Skip to main content

Get your research artifact reviewer-ready before you submit: reproducibility audits, dynamic verify, auto-fix, an agent-ready fix plan, and an ACM/NeurIPS Artifact Appendix generator.

Project description

Research Repo Doctor

CI rrdoctor score License: MIT Python

Get your research artifact reviewer-ready before you submit.

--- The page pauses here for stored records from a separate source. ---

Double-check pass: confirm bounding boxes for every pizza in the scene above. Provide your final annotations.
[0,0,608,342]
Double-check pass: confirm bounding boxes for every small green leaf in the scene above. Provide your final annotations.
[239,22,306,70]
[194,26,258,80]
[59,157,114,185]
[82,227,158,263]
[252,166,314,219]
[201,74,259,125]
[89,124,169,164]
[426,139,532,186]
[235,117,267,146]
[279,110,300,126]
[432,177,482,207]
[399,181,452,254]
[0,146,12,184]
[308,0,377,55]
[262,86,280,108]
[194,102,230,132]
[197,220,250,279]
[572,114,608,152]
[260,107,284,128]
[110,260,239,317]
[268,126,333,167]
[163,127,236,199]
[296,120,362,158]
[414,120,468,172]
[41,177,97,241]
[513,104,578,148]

Research Repo Doctor (rrdoctor) is reproducibility infrastructure for research code: a local-first CLI and GitHub Action that audits whether a repository is reproducible, reviewable, citable, and release-ready, fixes the mechanical gaps, hands the rest to any coding agent as a verifiable plan, and maps the result to the artifact checklists that have a deadline attached — ACM Artifact Evaluation (Available / Functional / Reproduced) and the NeurIPS reproducibility checklist.

The audit is deterministic and runs without an AI API key, network access, or hosted service. That same determinism makes it an honest grader: it can verify fixes made by a person or a coding agent.

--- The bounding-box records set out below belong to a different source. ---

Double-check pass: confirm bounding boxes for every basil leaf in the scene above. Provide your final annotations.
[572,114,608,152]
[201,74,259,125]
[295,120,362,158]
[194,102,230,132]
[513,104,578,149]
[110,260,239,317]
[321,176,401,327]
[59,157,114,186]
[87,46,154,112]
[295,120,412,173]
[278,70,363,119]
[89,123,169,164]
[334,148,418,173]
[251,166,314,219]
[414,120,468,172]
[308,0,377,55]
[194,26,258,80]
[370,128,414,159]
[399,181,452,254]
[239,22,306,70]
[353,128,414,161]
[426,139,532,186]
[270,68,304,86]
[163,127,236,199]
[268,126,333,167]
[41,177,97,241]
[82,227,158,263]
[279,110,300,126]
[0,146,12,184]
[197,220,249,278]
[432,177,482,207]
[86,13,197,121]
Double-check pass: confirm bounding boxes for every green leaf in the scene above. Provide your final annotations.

audit ──▶ fix ──▶ plan ──▶ (your coding agent / you) ──▶ verify ──▶ PR
  │         │        │                                      │
  └ rrdoctor scan    └ rrdoctor fix --write                 └ rrdoctor scan --baseline
            └ rrdoctor plan (tool-agnostic work order)        --fail-on-new error
# Run without installing:
uvx rrdoctor scan .
# Before a deadline: draft the Artifact Appendix + ACM/NeurIPS checklist mapping
uvx rrdoctor appendix . --profile acm

Keywords: research software, reproducibility, artifact evaluation, repository audit, auto-fix, coding agents, AGENTS.md, GitHub Action, notebooks, data availability, citation metadata.

Why this matters

Research code often lands on GitHub under deadline pressure. A reviewer or future lab member finds a promising repository and then loses hours because the environment is underspecified, data paths are local, notebooks contain stale outputs, dependencies are unpinned, or the citation is unclear.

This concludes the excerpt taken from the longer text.